Oliver L. North is a combat decorated Marine, the founder of a small business, a syndicated columnist, the host of a nationally-syndicated daily radio show and the host of "War Stories" on the FOX News Channel, yet claims his most important accomplishment as being "the husband of one and the father of four."

Born in San Antonio, Texas, North graduated from the U.S. Naval Academy in Annapolis, Maryland, and served 22 years as a U.S. Marine. Assigned to the National Security Council Staff in the Reagan administration, Colonel North was the United States government's Counter-Terrorism Coordinator from 1983-1986 and was involved in planning the rescue of medical students on the Island of Grenada. He also played a major role in the daring capture of the hijackers of the cruise ship Achille Lauro. After helping plan the U.S. raid on Muammar Gaddafi's terrorist bases in Libya, North was targeted for assassination by Abu Nidal, one of the world's deadliest assassin.

His first two books, Under Fire and One More Mission were international best sellers. His latest book, Mission Compromised also rose to the New York Times best-seller list and was the number one fiction best seller in the month of September for LifeWay Christian Stores.

In his interview with Crosswalk.com, North discusses his experiences in Iraq, his new book and approaches to terrorism.


Crosswalk: One of the things I wanted to talk to you about is your time in Iraq. What spiritual lessons did you learn there, and how has God used that experience to grow your relationship with Him?

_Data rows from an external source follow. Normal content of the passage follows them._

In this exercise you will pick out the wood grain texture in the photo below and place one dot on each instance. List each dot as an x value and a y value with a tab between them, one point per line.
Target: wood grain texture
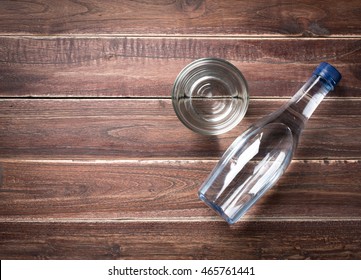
94	163
181	240
227	17
158	189
149	129
147	67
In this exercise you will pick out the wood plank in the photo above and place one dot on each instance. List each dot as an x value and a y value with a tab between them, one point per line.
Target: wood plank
147	67
184	240
227	17
115	129
161	189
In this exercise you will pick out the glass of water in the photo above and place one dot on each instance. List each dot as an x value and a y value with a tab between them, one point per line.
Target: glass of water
210	96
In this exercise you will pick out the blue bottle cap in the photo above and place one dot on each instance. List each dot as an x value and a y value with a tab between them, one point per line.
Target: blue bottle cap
328	72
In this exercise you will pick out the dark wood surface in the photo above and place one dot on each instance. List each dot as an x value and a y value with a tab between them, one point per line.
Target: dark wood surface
94	164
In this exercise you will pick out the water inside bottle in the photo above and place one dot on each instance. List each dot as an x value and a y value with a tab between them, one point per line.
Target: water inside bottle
249	167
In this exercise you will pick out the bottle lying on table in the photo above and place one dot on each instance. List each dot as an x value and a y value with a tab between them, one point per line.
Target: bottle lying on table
258	158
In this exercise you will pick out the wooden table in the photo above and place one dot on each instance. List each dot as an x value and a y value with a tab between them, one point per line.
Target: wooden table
94	163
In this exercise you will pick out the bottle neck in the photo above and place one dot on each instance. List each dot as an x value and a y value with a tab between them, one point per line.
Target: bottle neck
307	99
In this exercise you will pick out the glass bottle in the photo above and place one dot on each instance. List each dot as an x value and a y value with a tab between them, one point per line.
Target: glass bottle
257	159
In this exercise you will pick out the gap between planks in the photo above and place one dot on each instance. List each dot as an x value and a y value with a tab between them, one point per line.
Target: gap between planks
156	161
181	220
179	36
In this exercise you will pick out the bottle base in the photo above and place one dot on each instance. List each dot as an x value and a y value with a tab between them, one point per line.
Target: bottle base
217	209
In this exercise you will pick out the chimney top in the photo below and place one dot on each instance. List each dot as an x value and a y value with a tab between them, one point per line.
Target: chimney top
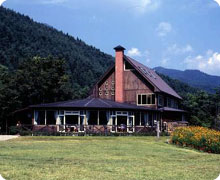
119	48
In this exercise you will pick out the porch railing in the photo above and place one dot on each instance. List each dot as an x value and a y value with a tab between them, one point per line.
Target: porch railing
84	129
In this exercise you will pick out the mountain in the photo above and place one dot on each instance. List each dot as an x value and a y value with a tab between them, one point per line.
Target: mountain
194	78
22	38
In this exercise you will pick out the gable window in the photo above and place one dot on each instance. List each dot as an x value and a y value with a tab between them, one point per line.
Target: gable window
172	103
128	66
145	99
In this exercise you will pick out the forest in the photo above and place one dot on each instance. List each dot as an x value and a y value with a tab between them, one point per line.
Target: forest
40	64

North:   I survived the experience, which is ample evidence – and I’ve seen it so many times – of God’s power to intervene in my life. Getting shot up a lot and actually shot down once in the helicopter without anyone getting hurt is a vivid example of the power of prayer. Those kinds of experiences remind me even more vividly of His sovereignty.


Crosswalk.com:  What was the most difficult thing you experienced or witnessed in Iraq?


North:   Oh, just keeping up with 19-year-old kids. There were a couple of times on the special we put together for FOX, when you can hear me huffing and puffing to keep up with these youngsters. A firefight would erupt not too far from where I was standing, so you’d have to run a couple hundred meters. I’m in fairly good shape, particularly for a guy my age, and I’m still huffing and puffing. One of the sergeants, you can hear him off camera saying, “Hey, Colonel, you all right?” So I said, “Yea, why?” “Cause you’re sweatin’ like a hog.”


Crosswalk.com:  You’d just had basic training all over again!


North:  Yeah, I did. But I think for a lot of my contemporaries, fellow journalists who were out there in combat for the first time, the idea of seeing men hurt and killed right there in front of you, was the hardest thing. Don’t get me wrong, I don’t think anyone’s ever really been to a war ever gets over that kind of thing, but the awareness beforehand that it’s going to happen, makes it a little easier. It brings home to you that war is about the most awful thing that man does to himself, yet in the midst of it, you see some very, very inspiring things.